La noche cayó con violencia. Los dos soles desaparecieron tras las dunas de cristal y el cielo se tornó en un manto de neblina púrpura. Liora descendió con el artefacto oculto bajo su túnica, sabiendo que había cometido un acto prohibido. Nadie debía poseer los objetos de los viajeros.
En la plaza central, cientos de ciudadanos escuchaban el concierto ritual. Las voces del coro se elevaban como columnas de humo, repitiendo versos que nadie entendía, pero que todos temían. Cada palabra vibraba en el aire y las estatuas antiguas respondían emitiendo destellos de luz.

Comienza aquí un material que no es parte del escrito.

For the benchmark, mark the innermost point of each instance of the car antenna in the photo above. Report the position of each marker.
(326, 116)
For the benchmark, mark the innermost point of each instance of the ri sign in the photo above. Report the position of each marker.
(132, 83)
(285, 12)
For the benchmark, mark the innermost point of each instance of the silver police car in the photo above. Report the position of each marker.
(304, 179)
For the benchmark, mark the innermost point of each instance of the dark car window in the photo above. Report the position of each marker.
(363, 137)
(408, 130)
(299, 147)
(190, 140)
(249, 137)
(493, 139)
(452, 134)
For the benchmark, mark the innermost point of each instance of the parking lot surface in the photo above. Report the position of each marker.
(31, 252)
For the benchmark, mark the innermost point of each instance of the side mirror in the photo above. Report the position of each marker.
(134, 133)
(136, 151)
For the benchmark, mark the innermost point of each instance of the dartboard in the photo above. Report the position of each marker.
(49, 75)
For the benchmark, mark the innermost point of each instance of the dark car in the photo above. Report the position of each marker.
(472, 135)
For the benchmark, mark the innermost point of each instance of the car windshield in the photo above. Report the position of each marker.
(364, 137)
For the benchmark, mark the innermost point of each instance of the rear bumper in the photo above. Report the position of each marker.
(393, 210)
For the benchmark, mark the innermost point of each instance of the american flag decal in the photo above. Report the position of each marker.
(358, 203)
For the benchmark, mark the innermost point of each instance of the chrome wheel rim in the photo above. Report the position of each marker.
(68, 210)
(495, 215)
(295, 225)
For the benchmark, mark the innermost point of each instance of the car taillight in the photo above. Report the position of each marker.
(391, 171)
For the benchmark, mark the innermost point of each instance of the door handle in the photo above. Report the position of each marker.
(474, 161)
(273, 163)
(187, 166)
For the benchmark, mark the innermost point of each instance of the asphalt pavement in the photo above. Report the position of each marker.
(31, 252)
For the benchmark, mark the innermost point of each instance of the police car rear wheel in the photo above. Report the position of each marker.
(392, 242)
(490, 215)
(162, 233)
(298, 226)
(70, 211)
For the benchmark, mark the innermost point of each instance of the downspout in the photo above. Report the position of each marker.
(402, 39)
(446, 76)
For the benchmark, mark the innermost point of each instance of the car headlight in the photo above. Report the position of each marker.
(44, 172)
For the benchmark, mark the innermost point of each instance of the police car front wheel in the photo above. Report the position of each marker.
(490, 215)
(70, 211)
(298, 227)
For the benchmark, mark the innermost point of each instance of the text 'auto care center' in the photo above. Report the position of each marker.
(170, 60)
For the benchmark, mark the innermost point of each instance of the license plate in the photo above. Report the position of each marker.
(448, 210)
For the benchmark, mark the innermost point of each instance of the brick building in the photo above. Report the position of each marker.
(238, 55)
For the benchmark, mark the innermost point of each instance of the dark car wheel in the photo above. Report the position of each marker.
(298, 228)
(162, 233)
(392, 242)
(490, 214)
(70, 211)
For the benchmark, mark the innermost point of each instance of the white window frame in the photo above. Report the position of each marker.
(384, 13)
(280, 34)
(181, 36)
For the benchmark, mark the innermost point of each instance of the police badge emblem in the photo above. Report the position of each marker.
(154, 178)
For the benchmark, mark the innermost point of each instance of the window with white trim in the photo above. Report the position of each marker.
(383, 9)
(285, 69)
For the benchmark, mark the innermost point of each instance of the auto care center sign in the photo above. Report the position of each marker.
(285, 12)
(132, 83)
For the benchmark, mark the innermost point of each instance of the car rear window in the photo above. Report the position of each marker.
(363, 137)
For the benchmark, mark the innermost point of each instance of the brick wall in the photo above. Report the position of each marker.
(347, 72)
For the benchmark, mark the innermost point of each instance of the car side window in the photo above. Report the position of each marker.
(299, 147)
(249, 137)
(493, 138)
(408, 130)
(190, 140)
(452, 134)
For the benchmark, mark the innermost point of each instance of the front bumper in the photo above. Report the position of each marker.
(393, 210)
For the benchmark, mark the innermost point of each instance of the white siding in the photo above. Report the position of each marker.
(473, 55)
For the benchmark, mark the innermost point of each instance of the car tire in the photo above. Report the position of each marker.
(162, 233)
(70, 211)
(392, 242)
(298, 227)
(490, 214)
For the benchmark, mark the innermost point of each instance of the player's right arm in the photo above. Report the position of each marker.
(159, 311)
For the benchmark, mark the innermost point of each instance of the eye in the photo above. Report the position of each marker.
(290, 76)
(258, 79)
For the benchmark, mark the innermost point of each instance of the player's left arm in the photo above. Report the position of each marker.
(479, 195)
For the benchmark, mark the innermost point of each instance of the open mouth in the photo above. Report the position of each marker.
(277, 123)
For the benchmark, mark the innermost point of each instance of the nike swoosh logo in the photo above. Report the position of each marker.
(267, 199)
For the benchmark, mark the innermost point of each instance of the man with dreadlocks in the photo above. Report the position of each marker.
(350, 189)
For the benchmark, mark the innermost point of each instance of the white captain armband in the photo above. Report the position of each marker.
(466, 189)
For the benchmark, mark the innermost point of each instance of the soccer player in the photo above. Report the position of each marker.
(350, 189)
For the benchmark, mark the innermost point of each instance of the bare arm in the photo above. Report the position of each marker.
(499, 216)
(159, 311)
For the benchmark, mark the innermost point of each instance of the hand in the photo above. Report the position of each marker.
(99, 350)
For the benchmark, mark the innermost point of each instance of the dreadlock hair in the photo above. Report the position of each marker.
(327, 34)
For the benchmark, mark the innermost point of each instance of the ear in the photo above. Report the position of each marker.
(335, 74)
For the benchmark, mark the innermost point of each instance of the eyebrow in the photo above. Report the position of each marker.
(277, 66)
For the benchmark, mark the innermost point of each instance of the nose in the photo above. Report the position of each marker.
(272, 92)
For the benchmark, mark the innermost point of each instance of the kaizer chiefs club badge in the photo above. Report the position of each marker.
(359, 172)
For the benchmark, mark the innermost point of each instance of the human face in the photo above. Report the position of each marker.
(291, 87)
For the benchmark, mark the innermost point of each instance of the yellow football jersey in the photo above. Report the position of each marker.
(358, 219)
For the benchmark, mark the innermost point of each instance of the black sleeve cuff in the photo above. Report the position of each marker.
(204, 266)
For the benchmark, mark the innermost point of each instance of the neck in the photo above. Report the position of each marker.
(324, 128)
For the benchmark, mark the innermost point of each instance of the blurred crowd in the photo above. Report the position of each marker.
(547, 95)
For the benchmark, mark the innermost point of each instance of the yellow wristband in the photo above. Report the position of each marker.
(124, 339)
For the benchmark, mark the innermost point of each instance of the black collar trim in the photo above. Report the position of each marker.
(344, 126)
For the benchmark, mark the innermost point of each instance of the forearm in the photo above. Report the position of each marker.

Liora sintió que la melodía del coro se entrelazaba con la canción que había escuchado en su visión. Era la misma… solo que incompleta.
Se apartó de la multitud y se refugió en una callejuela. Allí, las sombras parecían tener volumen propio, moviéndose con independencia de la luz. Una de ellas se desprendió de la pared y adoptó forma humana. No tenía rostro, pero sí voz.
—Tú eres la llave. Y yo soy el candado que nadie pidió abrir.
La sombra extendió su brazo hacia el artefacto. Liora retrocedió, pero entonces el objeto vibró y proyectó un haz de luz que atravesó a la sombra, revelando en su interior escenas de un futuro que aún no había sucedido: batallas aéreas, criaturas de humo devorando ciudades, y una flota de naves gigantescas atravesando los cielos.
La sombra gritó, pero no desapareció. Se transformó en un coro de miles de voces superpuestas.
—Cuando el horizonte invisible se abra, los recuerdos no serán tuyos…
El eco de la advertencia retumbó hasta que la ciudad entera pareció estremecerse. Liora comprendió que aquel objeto no era solo una brújula ni un reloj: era un testamento de mundos olvidados.
Y con él, su destino había dejado de ser suyo.